Clearing up Creative’s mess
Creative Labs has served me well over the years. A series of Zen MP3 players has spared me the abuses of iTunes, and though my old Audigy card may not represent true studio quality, it’s been fine for the odd bit of back-room music production. I even fondly recall my first CD-ROM drive being a Creative Labs model, its quaint “Hex Speed” designation indicating a phenomenal 900KB/sec transfer rate.
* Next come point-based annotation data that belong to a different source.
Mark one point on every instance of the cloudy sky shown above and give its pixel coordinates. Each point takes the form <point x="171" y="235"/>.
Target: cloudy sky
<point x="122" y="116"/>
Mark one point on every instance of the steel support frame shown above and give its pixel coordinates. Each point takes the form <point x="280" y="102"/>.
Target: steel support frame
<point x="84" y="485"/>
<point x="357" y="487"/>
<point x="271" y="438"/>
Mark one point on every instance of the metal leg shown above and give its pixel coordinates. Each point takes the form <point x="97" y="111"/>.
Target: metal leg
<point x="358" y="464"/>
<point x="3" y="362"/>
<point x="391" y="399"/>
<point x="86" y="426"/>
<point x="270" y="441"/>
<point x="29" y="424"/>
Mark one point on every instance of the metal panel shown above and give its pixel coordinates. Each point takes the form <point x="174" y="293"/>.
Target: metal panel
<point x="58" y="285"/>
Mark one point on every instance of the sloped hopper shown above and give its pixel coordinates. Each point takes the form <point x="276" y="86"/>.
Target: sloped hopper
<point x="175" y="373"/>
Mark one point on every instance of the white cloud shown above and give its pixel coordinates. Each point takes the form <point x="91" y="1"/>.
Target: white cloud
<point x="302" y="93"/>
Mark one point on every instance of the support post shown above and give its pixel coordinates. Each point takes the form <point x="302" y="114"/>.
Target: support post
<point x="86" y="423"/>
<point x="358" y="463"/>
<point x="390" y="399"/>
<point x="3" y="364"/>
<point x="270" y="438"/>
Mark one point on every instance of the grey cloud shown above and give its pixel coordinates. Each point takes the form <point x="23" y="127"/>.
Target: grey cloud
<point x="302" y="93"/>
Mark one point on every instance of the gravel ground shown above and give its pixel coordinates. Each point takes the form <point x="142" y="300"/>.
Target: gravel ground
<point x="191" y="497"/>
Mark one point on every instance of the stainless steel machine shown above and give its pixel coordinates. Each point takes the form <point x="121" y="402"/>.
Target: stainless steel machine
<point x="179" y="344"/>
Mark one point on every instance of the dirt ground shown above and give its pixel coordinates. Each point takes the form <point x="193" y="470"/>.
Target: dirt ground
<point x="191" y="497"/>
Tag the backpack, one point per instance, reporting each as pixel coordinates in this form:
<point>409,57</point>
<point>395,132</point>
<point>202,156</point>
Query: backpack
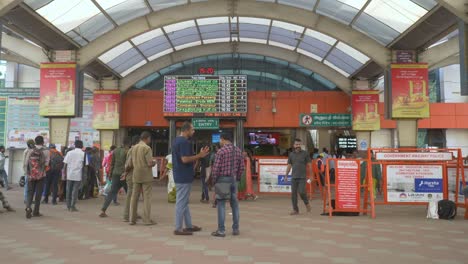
<point>56,161</point>
<point>446,209</point>
<point>36,164</point>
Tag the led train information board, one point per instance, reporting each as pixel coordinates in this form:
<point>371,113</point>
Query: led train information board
<point>220,96</point>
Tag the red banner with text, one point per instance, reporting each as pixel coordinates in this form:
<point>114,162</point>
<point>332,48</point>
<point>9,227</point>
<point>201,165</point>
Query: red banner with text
<point>347,185</point>
<point>365,106</point>
<point>410,90</point>
<point>106,109</point>
<point>58,89</point>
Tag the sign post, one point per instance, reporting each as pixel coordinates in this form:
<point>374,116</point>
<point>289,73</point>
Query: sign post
<point>205,123</point>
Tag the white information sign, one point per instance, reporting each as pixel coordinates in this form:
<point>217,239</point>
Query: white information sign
<point>414,183</point>
<point>452,178</point>
<point>428,156</point>
<point>272,179</point>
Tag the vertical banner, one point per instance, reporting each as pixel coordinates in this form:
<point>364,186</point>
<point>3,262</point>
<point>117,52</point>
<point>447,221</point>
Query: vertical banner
<point>410,90</point>
<point>59,128</point>
<point>106,109</point>
<point>347,185</point>
<point>58,90</point>
<point>365,106</point>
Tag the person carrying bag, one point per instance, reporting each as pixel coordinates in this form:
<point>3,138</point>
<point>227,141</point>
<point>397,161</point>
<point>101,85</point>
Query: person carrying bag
<point>227,170</point>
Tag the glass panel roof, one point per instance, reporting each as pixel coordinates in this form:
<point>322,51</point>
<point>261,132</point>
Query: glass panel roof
<point>338,10</point>
<point>398,14</point>
<point>305,4</point>
<point>127,10</point>
<point>382,20</point>
<point>264,73</point>
<point>68,14</point>
<point>159,42</point>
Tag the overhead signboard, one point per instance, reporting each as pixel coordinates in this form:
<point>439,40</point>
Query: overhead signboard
<point>427,156</point>
<point>106,109</point>
<point>414,183</point>
<point>325,120</point>
<point>58,90</point>
<point>205,123</point>
<point>365,105</point>
<point>216,96</point>
<point>410,90</point>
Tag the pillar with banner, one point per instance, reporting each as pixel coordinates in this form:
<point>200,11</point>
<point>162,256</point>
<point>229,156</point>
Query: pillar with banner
<point>408,95</point>
<point>344,195</point>
<point>60,98</point>
<point>106,115</point>
<point>414,176</point>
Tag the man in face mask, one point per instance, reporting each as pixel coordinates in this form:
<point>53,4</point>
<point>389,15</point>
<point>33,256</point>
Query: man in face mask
<point>298,161</point>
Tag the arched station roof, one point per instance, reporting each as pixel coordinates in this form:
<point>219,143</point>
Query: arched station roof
<point>129,35</point>
<point>264,73</point>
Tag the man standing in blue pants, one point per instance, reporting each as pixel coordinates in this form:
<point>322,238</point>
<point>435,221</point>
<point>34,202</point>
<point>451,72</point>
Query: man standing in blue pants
<point>227,170</point>
<point>183,169</point>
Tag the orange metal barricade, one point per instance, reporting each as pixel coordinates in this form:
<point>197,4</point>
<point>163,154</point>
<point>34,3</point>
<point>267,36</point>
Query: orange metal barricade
<point>417,156</point>
<point>368,192</point>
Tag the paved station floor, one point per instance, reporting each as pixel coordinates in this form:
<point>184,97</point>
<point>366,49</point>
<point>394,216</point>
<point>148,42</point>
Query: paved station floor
<point>400,234</point>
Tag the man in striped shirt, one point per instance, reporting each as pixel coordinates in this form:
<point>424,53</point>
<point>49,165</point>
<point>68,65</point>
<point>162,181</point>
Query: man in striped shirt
<point>228,168</point>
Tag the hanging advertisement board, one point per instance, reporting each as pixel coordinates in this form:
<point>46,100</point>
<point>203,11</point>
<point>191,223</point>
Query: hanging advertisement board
<point>410,90</point>
<point>365,105</point>
<point>58,90</point>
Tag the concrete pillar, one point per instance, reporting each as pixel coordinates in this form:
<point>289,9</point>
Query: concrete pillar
<point>463,44</point>
<point>106,139</point>
<point>323,139</point>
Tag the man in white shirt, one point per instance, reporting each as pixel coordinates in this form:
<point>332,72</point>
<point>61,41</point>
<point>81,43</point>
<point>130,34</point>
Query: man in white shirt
<point>73,168</point>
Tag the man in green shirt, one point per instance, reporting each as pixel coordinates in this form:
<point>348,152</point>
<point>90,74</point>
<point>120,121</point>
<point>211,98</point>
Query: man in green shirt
<point>298,161</point>
<point>119,156</point>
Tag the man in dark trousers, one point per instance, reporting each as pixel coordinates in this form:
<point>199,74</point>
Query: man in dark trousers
<point>119,156</point>
<point>183,161</point>
<point>298,161</point>
<point>228,168</point>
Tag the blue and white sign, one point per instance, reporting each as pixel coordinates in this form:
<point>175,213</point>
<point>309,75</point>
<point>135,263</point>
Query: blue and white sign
<point>428,185</point>
<point>281,180</point>
<point>363,144</point>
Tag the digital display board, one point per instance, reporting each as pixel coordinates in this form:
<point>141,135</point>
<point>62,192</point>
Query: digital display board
<point>222,96</point>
Today, though, the company has got my goat. I’ve been trying out Creative’s “Sound Blaster Wireless” system for a forthcoming review, and the driver disc has dumped a large number of Creative-branded widgets and extensions on my system (as you can see from the picture). This blunderbuss approach to support software is a habit of the company’s I don’t appreciate, and when it comes to hardware for my own use I tend to ignore the setup disc entirely and just use the standard Windows controls.
But the real problem is that now I have all this crap on my system I can’t get rid of it. As you’ll see, there’s no “uninstall” icon in my Start Menu. There’s nothing in the “Programs and Features” panel. The documentation offers no help. So what am I supposed to do?
In fairness, there is an uninstaller — hidden away on the driver CD, under the helpful heading “install drivers”. Lost the CD? You can download the 168MB driver package from Creative and launch the “installer” from there. If you don’t stumble across one of these two solutions, though, Creative’s digital droppings are on your system for good.
Perhaps the developers assumed no one would want to remove their magna opera, or maybe they simply didn’t think it worth their time to make it easy to do so. Neither position is acceptable. If every manufacturer followed Creative’s lead the typical system would soon be awash with unwanted drivers and obsolete controls — calling to mind the bad old days of the hijack-prone Windows 98, an OS in which the “My Computer” icon seemed almost a sick joke.
Thankfully, these days Microsoft recgonises the importance of the PC owner being in charge of his own system, to the extent that applications are now prohibited from pinning their own icons to the Windows 7 taskbar. Perhaps the next step could be an OS-wide function for rolling back software installations entirely.
That way we wouldn’t need to rely on the same developers who’ve covered our systems in needless little applications to clean them up for us again.